Aku tak pernah merasa sebegitu
melankolisnya sejak terakhir aku berdekatan denganmu, menuju kata “iya” darimu
untuk berjalan disampingku. Waktu itu kita merasa sama-sama sebegitu
bersemangatnya, begitu cemburu, begitu protektif satu sama lain, dan begitu
bersemangatnya dalam menghangatkan hati masing-masing, sambil sesekali
berpuisi. Sudahlah, sepertinya aku terjebak nostalgia…

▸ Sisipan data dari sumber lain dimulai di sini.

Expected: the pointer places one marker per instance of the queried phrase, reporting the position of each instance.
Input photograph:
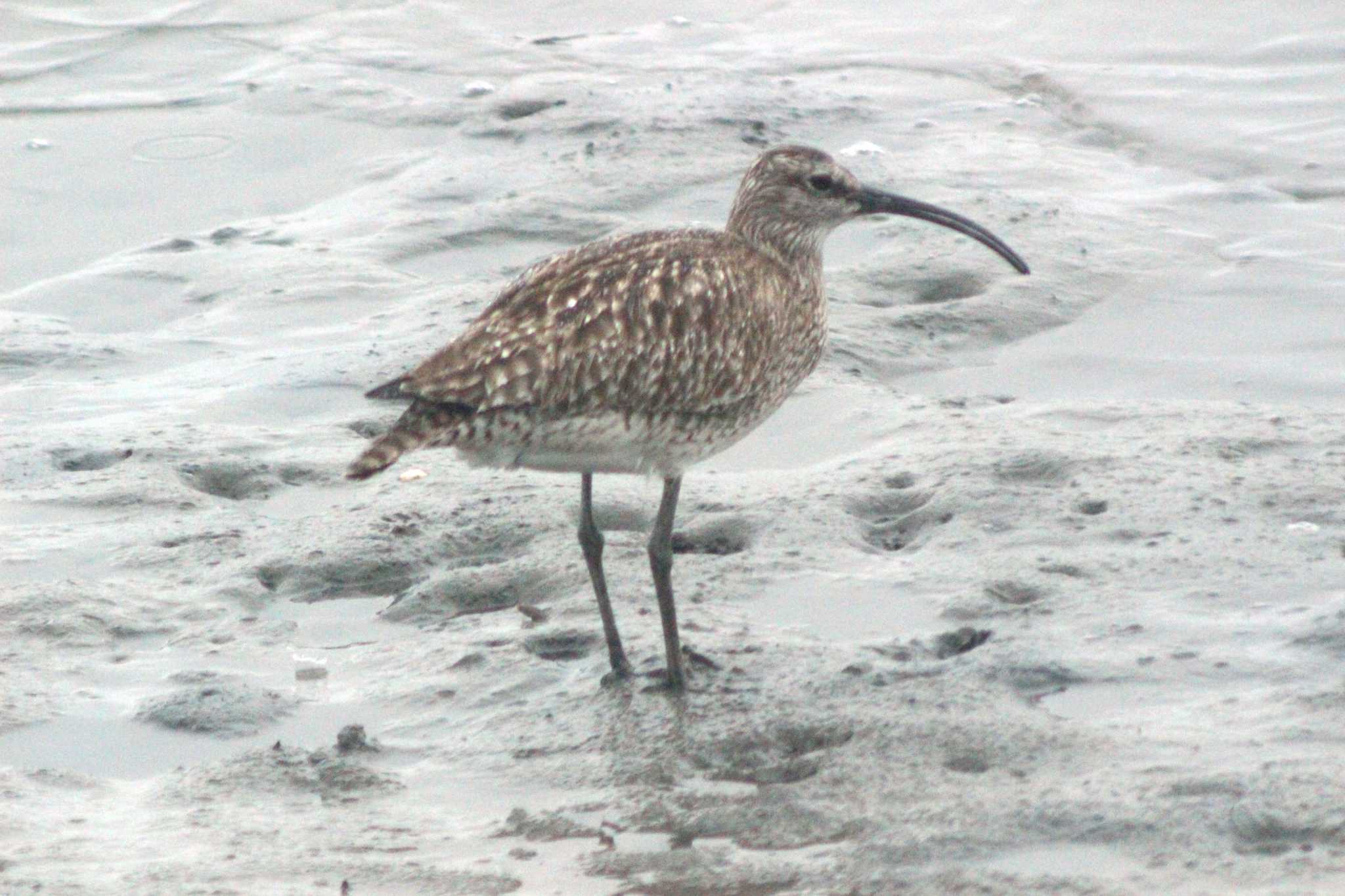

Kini aku sendiri, dan kamu telah
melangkah melanjutkan hidupmu. Terimakasih karena pernah mengisi rongga didalam
hati, menghiasi hati dan otakku yang begitu kosong dan kering, terimakasih
pernah menghadirkan kesejukan sekaligus ‘api’ untukku. Percayalah sampai
kapanpun kau akan tetap menjadi Edelweiss-ku, takkan ada lagi edelweiss-edelweiss
yang lainnya, untukku…
Aku selalu bertanya-tanya dalam
gelap, mengapa manusia yang begitu menginginkan hidup dan ingin terus
melanjutkan hidup malah mati, sedangkan mereka yang tak pantas hidup malah
terus dapat melanjutkan hidup?
Percayalah aku akan selalu mendo’akanmu,
dalam gelap dan terang, dalam hujan dank kabut, dalam cinta sekaligus benci,
dalam senyuman maupun prahara, untuk kebahagiaanmu selalu, untuk senyumanmu
selalu, untuk cita-citamu itu, dan untuk cinta Edelweiss-mu…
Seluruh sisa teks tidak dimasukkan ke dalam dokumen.